Furthermore, healthcare IT are relatively helpless to patch the software and firmware running on these devices. So considering those vulnerabilities, and the difficulty in remotely scanning these devices, the best solution is simply to prevent malware from ever getting to these devices. Thankfully, this challenge has already been solved in ICS and SCADA environments.
In a recently profiled attack on hospitals, one of the infection vectors was thought to be a technician visiting a compromised website on a PC with direct access to a picture archive and communication (PACS) system.
The report details the malware was detected but not before infecting the PACS system. Due to the nature of the system, it could not be scanned for malware, let alone cleaned. It was then used as a pivot point to find a system with medical records that could be exfiltrated back to the attacker.
Medical facilities share vulnerabilities with SCADA and ICS, so why shouldn't they also share protection mechanisms? Critical infrastructure providers, especially power plants, often make use of air-gapped networks as a very effective defence mechanism. Taking the above story as an example, the PC with a web browser and internet access should not have also had access to PACS. This simple step would have stopped the infection from doing any damage at all.
If, for example, the technician needed to download something from the internet and transfer it to PACS, it would have to be transferred on to the air-gapped network.
Sanitising the operating room vs preventing cyber-infections
Hospitals and their staff are very accustomed to preventing the spread of biological infections and they must now apply similar levels of prevention to preventing the spread of cyber ones. Defending against cyber infections, by comparison, is much easier.

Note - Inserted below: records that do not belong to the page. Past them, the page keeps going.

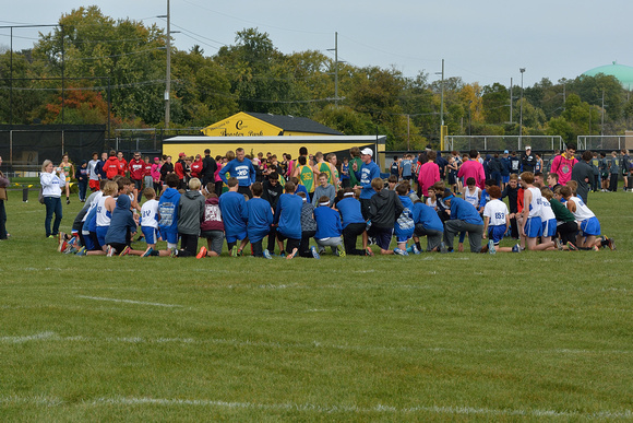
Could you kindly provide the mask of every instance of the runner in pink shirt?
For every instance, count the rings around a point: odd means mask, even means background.
[[[470,152],[468,153],[470,160],[462,164],[462,166],[459,167],[459,172],[457,173],[457,177],[458,178],[463,177],[464,180],[473,177],[475,178],[475,184],[479,188],[483,189],[485,187],[483,183],[486,181],[486,173],[483,172],[483,166],[477,160],[478,154],[479,153],[477,152],[477,150],[470,150]]]
[[[422,188],[422,196],[429,197],[429,188],[440,180],[440,167],[435,164],[435,152],[427,153],[427,163],[420,167],[418,184]]]

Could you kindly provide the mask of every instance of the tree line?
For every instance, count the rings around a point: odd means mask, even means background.
[[[164,30],[82,7],[40,33],[33,48],[0,54],[0,122],[106,124],[109,99],[112,127],[160,127],[165,81]],[[605,74],[544,78],[524,87],[523,99],[519,86],[459,77],[445,79],[443,91],[450,134],[516,136],[522,101],[524,136],[622,133],[633,117],[630,92]],[[441,92],[442,82],[423,70],[410,78],[336,63],[318,50],[283,54],[258,28],[238,32],[212,56],[199,45],[171,47],[171,127],[260,111],[309,117],[350,136],[379,132],[387,150],[417,150],[439,145]]]

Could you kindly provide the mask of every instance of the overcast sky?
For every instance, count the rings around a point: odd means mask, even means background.
[[[166,25],[166,0],[25,0],[2,5],[0,25],[55,24],[62,13],[97,4],[114,19],[130,17],[150,25]],[[351,64],[394,66],[407,77],[420,71],[429,80],[462,77],[482,85],[524,85],[542,78],[557,82],[618,61],[633,66],[633,1],[602,0],[392,0],[377,1],[244,1],[171,0],[172,31],[179,49],[199,44],[212,56],[222,45],[235,43],[244,27],[270,34],[284,54],[334,48]],[[13,48],[28,48],[37,31],[14,28]],[[0,28],[0,45],[9,46],[10,30]]]

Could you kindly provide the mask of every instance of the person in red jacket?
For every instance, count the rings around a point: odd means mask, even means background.
[[[141,152],[134,152],[134,156],[128,164],[130,169],[130,179],[134,183],[134,198],[140,199],[143,190],[143,176],[145,175],[145,162],[141,158]]]
[[[117,152],[115,150],[110,150],[108,160],[106,161],[106,164],[104,164],[104,169],[106,171],[106,177],[108,179],[112,179],[119,174],[119,163],[120,162],[117,158]]]
[[[123,158],[123,152],[118,152],[117,157],[119,160],[119,175],[126,176],[126,172],[128,172],[128,161]]]
[[[191,177],[200,178],[202,173],[202,156],[200,154],[195,155],[195,161],[191,163]]]

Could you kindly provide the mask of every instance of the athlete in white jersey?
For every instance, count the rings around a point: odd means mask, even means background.
[[[542,240],[550,240],[557,233],[557,216],[551,210],[547,198],[541,198],[540,221],[542,225]]]
[[[556,249],[552,240],[538,243],[538,237],[542,235],[541,210],[542,196],[540,189],[534,185],[534,174],[524,172],[521,174],[521,185],[523,186],[523,221],[524,226],[521,235],[525,237],[526,248],[530,250]],[[522,239],[523,242],[523,239]]]

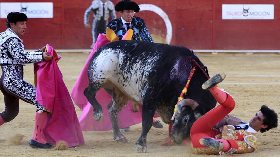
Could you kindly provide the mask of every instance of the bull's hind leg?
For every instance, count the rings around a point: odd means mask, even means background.
[[[158,97],[151,89],[147,90],[144,96],[142,105],[142,132],[140,137],[135,143],[135,147],[139,153],[146,153],[148,148],[146,144],[147,135],[152,125],[152,119],[156,108],[159,102]]]
[[[116,140],[117,142],[127,143],[126,137],[120,131],[118,124],[118,114],[126,105],[128,100],[123,94],[118,89],[106,90],[106,91],[110,93],[112,97],[112,100],[108,105],[108,108],[113,128],[114,140]]]
[[[84,91],[84,94],[88,101],[93,107],[93,118],[96,122],[101,121],[103,118],[102,107],[95,98],[99,89],[99,88],[90,84]]]

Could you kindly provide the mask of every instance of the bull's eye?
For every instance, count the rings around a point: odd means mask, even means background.
[[[184,123],[187,123],[187,121],[188,121],[188,117],[187,117],[184,118],[184,119],[183,119],[183,121],[184,121]]]

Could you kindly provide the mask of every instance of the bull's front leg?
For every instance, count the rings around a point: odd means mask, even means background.
[[[98,89],[99,88],[97,87],[90,84],[84,91],[84,94],[88,101],[93,107],[93,118],[96,122],[101,121],[103,115],[102,108],[95,98],[96,92]]]
[[[152,119],[155,112],[156,104],[152,103],[143,103],[142,122],[142,132],[140,138],[135,143],[138,152],[146,153],[148,148],[146,144],[147,135],[152,125]]]
[[[127,143],[126,137],[120,131],[118,124],[118,114],[119,111],[124,107],[127,101],[123,101],[123,94],[112,93],[113,99],[108,106],[109,117],[113,128],[114,140],[117,142]]]

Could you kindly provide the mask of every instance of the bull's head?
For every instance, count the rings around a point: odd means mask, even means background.
[[[187,99],[187,101],[186,100]],[[191,104],[190,103],[192,102]],[[195,121],[202,114],[199,110],[199,104],[192,99],[186,99],[181,101],[177,106],[177,112],[175,117],[175,122],[169,136],[172,141],[180,144],[190,136],[190,129]]]

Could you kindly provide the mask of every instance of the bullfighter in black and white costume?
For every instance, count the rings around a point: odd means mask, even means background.
[[[110,0],[95,0],[85,12],[84,24],[86,27],[90,27],[89,24],[90,13],[93,12],[93,20],[92,23],[92,48],[96,41],[99,33],[105,32],[106,25],[108,23],[109,16],[111,19],[116,18],[114,4]]]
[[[48,112],[36,101],[35,87],[23,80],[23,66],[25,63],[49,61],[52,58],[44,52],[45,47],[37,51],[25,51],[22,40],[19,35],[23,35],[26,29],[27,17],[25,14],[11,12],[8,14],[7,19],[7,29],[0,34],[0,63],[2,71],[0,89],[4,94],[6,107],[0,113],[0,126],[17,116],[19,99],[36,105],[36,112],[39,113]],[[31,144],[38,147],[50,146],[35,141],[32,142]]]
[[[131,0],[125,0],[119,2],[116,5],[115,9],[120,12],[121,17],[112,20],[107,25],[107,27],[113,30],[120,40],[129,28],[133,30],[132,40],[140,40],[140,37],[142,40],[148,42],[153,42],[149,33],[146,27],[144,20],[139,17],[135,17],[134,14],[139,11],[140,8],[138,4]],[[130,19],[126,18],[126,12],[132,10]],[[128,26],[128,25],[129,26]]]

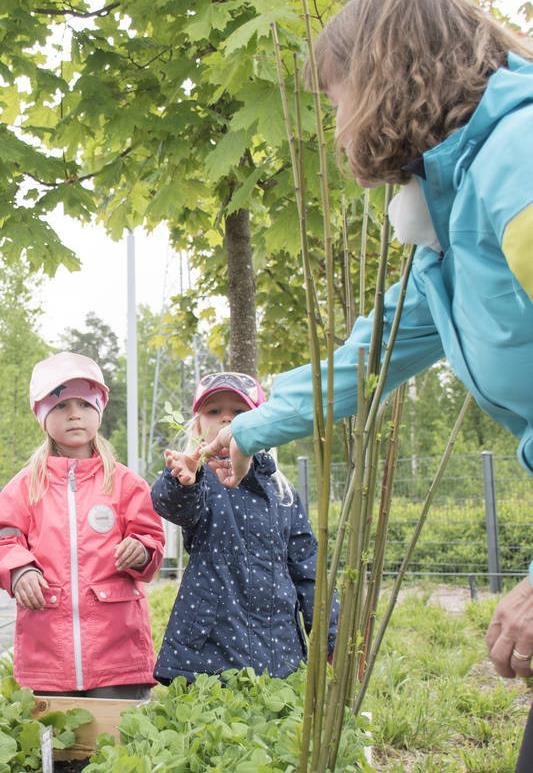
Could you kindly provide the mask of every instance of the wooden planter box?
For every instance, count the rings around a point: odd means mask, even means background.
[[[78,727],[76,743],[70,749],[54,749],[55,760],[84,760],[94,753],[96,736],[100,733],[110,733],[117,741],[120,740],[118,726],[120,716],[125,709],[139,705],[137,700],[115,698],[64,698],[36,696],[33,716],[39,719],[50,711],[69,711],[70,709],[86,709],[94,720],[87,725]]]

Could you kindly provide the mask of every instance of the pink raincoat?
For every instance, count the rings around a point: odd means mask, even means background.
[[[49,485],[29,504],[24,468],[0,492],[0,586],[33,563],[50,588],[44,609],[17,607],[15,678],[34,690],[89,690],[155,684],[143,582],[157,571],[164,535],[148,485],[117,464],[102,492],[100,457],[49,457]],[[150,560],[140,571],[115,569],[115,547],[138,539]]]

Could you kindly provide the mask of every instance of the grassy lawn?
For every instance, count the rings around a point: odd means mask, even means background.
[[[372,711],[378,771],[513,773],[530,693],[500,678],[484,635],[497,599],[450,613],[432,589],[407,592],[376,664]]]

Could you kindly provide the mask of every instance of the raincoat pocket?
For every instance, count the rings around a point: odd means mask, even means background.
[[[90,593],[87,639],[91,661],[102,667],[131,668],[132,659],[143,659],[150,652],[141,603],[144,593],[129,578],[92,583]]]
[[[43,609],[17,606],[15,660],[26,673],[47,672],[50,663],[64,668],[66,654],[65,610],[62,608],[63,588],[51,585],[42,588]]]
[[[184,627],[183,643],[191,649],[199,650],[213,630],[217,620],[219,597],[208,589],[201,591],[191,607],[191,623]]]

The medical industry is not alone in fighting this threat – they do not have to invent new techniques for preventing infection, they simply need to adapt the proven strategies employed by other industries.
Simply employing an air gap does not guarantee security. The point of it is to create a point through which data movement is carefully controlled. Additional measures must be employed to ensure that pathogens are not allowed access.
In medicine, these measures consist of removing foreign material with soap and water, and disinfecting with various antimicrobial agents. It is not practical to scan doctors and nurses for bacteria, so every surface is assumed to be contaminated until sufficiently cleaned and disinfected.
The control point in a data flow is comparatively easier to maintain, as there are techniques for quickly finding infections on media moving through the air gap. For extra protection, any files deemed "clean" can still be disinfected to completely eradicate the possibility of a threat doing undetected.
Adam Winn is a senior product manager at security company OPSWAT.